The good news is that Scott’s own-brand shock, in conjunction with the four-bar linkage system, works very well. It gives up loads of traction on loose climbs, with a well controlled suspension action that’s easily switched on and off via the remote bar mount. 

Frame: stiff & tidy genuine four-bar suspension

That polished frame and black parts seem perfectly matched to the Aspect’s components for a visually pleasant effect. The distinctive and heavily hydroformed head and top tubes just manage to squeeze in on the recessed headset head tube, which has loads of weld interface area to keep things stiff and strong without resorting to gussets all over the place. 

Despite the heavily shaped seat tube curving backwards (thus acting like an interrupted seat tube design), it didn’t prove necessary to chop down the seat post to get the right seat height.

The bike has a full four-bar linkage suspension set-up with very neat dropouts connecting the all-important Horst Link on the chainstays. This is all done with minimalist-looking linkage plates – which connect to the massive LCR shock – and slim stays, which help lend the bike a whippet-like expectation of speed.

There was enough room for the Scott 2in tyre, but it’ll be a struggle to shoehorn in a 2.2in tyre or bigger.

Despite the front derailleur being a relatively blue-collar Shimano Deore LX set-up with Deore shifters, the upshift from granny ring to middle ring and middle to big ring was one of the smoothest we’ve ever felt on any bike.

On our test bike, the rear end was slightly misaligned – not massively, and the ride didn’t seem affected, but it was noticeable nevertheless.

Equipment: basic for the bike’s price

It’s not hard to see that the Scott’s frame and shock have demanded a fair chunk of the available budget.

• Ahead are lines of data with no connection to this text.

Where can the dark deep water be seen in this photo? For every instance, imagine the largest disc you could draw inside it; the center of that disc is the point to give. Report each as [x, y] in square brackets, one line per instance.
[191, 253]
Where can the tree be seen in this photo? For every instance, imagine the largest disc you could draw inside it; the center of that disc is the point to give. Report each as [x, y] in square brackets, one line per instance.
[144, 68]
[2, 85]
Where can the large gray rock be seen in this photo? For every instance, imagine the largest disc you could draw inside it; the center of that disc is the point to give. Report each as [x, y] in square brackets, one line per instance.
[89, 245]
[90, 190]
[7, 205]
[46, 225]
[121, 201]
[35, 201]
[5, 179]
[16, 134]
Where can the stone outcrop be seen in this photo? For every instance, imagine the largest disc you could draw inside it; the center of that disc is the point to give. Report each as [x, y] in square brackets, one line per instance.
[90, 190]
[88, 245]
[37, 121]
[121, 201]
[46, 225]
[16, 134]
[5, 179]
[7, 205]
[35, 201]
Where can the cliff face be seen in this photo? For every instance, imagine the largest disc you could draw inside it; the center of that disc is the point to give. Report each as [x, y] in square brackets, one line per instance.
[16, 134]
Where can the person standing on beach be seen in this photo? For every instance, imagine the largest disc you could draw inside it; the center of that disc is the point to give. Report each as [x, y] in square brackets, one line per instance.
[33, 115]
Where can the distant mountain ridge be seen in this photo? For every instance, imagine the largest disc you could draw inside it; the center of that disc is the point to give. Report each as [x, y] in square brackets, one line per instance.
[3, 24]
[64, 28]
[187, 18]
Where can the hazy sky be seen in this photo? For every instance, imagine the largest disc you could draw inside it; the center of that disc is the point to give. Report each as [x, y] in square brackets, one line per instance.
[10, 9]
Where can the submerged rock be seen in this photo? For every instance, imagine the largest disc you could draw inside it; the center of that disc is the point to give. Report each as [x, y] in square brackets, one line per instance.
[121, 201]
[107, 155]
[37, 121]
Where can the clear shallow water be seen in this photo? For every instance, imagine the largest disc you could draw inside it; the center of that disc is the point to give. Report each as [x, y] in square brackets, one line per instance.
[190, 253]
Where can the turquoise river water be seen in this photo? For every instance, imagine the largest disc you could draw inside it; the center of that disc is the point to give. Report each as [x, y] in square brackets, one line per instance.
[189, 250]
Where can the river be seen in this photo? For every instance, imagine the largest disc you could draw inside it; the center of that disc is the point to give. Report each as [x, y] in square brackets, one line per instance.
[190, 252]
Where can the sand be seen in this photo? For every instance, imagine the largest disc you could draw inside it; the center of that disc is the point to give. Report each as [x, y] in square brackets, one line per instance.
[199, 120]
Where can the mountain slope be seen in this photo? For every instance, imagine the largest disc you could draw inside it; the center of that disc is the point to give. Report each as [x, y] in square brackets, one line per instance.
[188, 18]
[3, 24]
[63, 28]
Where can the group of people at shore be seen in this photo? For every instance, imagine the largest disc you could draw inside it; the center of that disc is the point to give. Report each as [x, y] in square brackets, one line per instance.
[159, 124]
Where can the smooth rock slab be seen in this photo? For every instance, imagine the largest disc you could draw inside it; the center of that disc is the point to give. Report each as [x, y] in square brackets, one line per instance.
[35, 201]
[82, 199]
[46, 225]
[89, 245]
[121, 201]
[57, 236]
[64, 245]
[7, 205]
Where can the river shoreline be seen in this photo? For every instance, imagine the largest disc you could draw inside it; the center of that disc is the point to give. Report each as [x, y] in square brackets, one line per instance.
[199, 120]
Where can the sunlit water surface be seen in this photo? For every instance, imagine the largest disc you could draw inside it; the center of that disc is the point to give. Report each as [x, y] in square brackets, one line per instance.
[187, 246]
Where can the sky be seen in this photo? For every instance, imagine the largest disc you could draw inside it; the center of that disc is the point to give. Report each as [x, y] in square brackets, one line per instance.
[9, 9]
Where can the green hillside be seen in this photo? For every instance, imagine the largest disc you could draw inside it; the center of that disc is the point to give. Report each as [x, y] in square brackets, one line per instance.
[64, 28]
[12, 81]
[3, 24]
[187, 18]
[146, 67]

The large-chambered Genius pull shock is easy to set up using a handy guide on the shock body and happily doesn’t need scarily high shock pressures to work properly. 

It’ll need occasional attention from your Scott dealer, but this is no bad thing for something that lives in constant spray of crud from the rear wheel.

The rest of the kit spec contains some functionally fine own-brand bits. Parts wise, the Scott doesn’t stand out from the cheaper competition, since it gets the same Tora forks and the very average Alivio brakes as some much cheaper bikes (like the GiantYukon FX-1), while the GT XCR 5has the same XT Shadow rear mech.

We found the saddle to be awfully uncomfortable – a small point that’s easily rectified – while the lightweight, fast-rolling Scott Ozon tyres punctured easily. As a bonus, though, the wheel build uses proper DT quality spokes.

Summary: good frame, budget bits

It’s always a bold move for a manufacturer to spec its own shock, but don’t let that put you off – it seems to work just fine. Overall, the suspension system is good, with a convenient lock-out, and this is a good-looking bike, too – shame about the average componentry quality for the money and the bike’s weight. The layout won’t be to all tastes, either, so try before you buy.